Comment 27 for bug 1680502

Revision history for this message
Arlie Stephens (arlie) wrote :

Today's "hang" involved a zombie compiz consuming 100% of a cpu, along with an emacs instance consuming another 100%. Load average around 11, and climbing. Only 22 zombies currently, but it was 4 when I managed to get on with ssh.

I was in the process of installing software updates, using the GUI tool (rather than direct use of apt-get from the shell) when this happened.

Parts of the update still seem to be running.

arlie@ansuz$ ps -Fa -p1 -www
UID PID PPID C SZ RSS PSR STIME TTY TIME CMD
root 1 0 0 30034 4656 2 Apr28 ? 00:00:08 /sbin/init splash
root 25826 25775 0 1127 1712 0 07:57 pts/18 00:00:00 /bin/sh -e /var/lib/dpkg/info/udev.postrm upgrade 229-4ubuntu17
root 25843 25826 0 6542 1352 0 07:57 pts/18 00:00:00 systemctl --system daemon-reload
arlie 25846 22284 0 9342 3232 2 07:57 pts/4 00:00:00 ps -Fa -p1 -www

I'm wondering now whether my first guess of a kernel issue is dead wrong, and the root cause is actually compiz. Or perhaps we have multiple causes, for the same basic symptom.

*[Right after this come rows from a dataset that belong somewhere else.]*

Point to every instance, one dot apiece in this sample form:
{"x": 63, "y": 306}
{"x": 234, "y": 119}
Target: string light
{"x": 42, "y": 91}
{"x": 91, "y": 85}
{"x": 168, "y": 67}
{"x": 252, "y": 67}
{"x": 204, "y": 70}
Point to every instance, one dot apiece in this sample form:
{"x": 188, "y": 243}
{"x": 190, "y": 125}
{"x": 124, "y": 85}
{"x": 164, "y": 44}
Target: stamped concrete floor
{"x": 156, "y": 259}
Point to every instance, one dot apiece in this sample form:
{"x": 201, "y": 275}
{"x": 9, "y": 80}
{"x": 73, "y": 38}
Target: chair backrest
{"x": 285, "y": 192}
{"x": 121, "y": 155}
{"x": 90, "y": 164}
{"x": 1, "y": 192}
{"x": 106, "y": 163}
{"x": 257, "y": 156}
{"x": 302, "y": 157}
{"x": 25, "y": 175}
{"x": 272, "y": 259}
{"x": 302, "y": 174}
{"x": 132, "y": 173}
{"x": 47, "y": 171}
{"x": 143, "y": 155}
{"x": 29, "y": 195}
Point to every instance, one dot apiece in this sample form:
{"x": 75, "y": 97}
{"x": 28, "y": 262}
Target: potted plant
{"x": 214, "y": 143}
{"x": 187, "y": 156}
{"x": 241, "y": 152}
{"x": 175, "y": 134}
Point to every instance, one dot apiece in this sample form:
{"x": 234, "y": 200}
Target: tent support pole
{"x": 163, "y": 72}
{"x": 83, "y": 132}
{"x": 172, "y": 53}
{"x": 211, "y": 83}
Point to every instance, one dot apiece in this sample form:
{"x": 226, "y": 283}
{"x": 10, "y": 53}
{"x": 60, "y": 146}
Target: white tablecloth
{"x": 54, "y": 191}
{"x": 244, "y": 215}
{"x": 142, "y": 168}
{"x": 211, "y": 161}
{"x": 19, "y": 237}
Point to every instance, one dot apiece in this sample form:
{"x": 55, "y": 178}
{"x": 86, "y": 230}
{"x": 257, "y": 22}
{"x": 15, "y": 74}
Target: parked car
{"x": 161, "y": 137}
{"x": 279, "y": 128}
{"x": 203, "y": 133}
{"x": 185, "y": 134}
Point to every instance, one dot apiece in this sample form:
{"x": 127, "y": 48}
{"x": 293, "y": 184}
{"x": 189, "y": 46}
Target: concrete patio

Here's the current crop of defunct processes

arlie@ansuz$ ps aux | grep defunct
arlie 2488 0.0 0.0 0 0 ? Z<l Apr28 0:00 [pulseaudio] <defunct>
arlie 2503 0.8 0.0 0 0 ? Zsl Apr28 55:08 [compiz] <defunct>
arlie 2692 0.0 0.0 0 0 ? Z Apr28 0:00 [gconf-helper] <defunct>
root 22212 0.0 0.0 0 0 ? Z 07:42 0:00 [check-new-relea] <defunct>
sshd 24480 0.0 0.0 0 0 ? Z 07:52 0:00 [sshd] <defunct>
sshd 24489 0.0 0.0 0 0 ? Z 07:52 0:00 [sshd] <defunct>
sshd 24491 0.0 0.0 0 0 ? Z 07:52 0:00 [sshd] <defunct>
sshd 24494 0.0 0.0 0 0 ? Z 07:53 0:00 [sshd] <defunct>
sshd 24496 0.0 0.0 0 0 ? Z 07:53 0:00 [sshd] <defunct>
sshd 24500 0.0 0.0 0 0 ? Z 07:53 0:00 [sshd] <defunct>
sshd 24504 0.0 0.0 0 0 ? Z 07:53 0:00 [sshd] <defunct>
sshd 24508 0.0 0.0 0 0 ? Z 07:53 0:00 [sshd] <defunct>
sshd 24510 0.0 0.0 0 0 ? Z 07:54 0:00 [sshd] <defunct>
sshd 24514 0.0 0.0 0 0 ? Z 07:54 0:00 [sshd] <defunct>
sshd 24518 0.0 0.0 0 0 ? Z 07:54 0:00 [sshd] <defunct>
sshd 24523 0.0 0.0 0 0 ? Z 07:54 0:00 [sshd] <defunct>
sshd 24532 0.0 0.0 0 0 ? Z 07:54 0:00 [sshd] <defunct>
sshd 24538 0.0 0.0 0 0 ? Z 07:55 0:00 [sshd] <defunct>
sshd 24541 0.0 0.0 0 0 ? Z 07:55 0:00 [sshd] <defunct>
sshd 24543 0.0 0.0 0 0 ? Z 07:55 0:00 [sshd] <defunct>
sshd 25708 0.0 0.0 0 0 ? Z 07:55 0:00 [sshd] <defunct>
sshd 25711 0.0 0.0 0 0 ? Z 07:56 0:00 [sshd] <defunct>
arlie 26946 0.0 0.0 14228 964 pts/4 S+ 08:00 0:00 grep defunct

Systemd is in top's state "D" - just like last time. That's an uninterruptable sleep. It does not appear to have accumulated any cpu time since I got in via ssh.

  PID USER PR NI VIRT RES SHR S %CPU %MEM TIME+ COMMAND
 2503 arlie 20 0 0 0 0 Z 100.0 0.0 61:12.34 compiz
    7 root 20 0 0 0 0 S 0.3 0.0 0:57.09 rcu_sched
    1 root 20 0 120136 4656 3204 D 0.0 0.1 0:08.94 systemd
    2 root 20 0 0 0 0 S 0.0 0.0 0:00.02 kthreadd

So the root cause might be systemd blocking on something.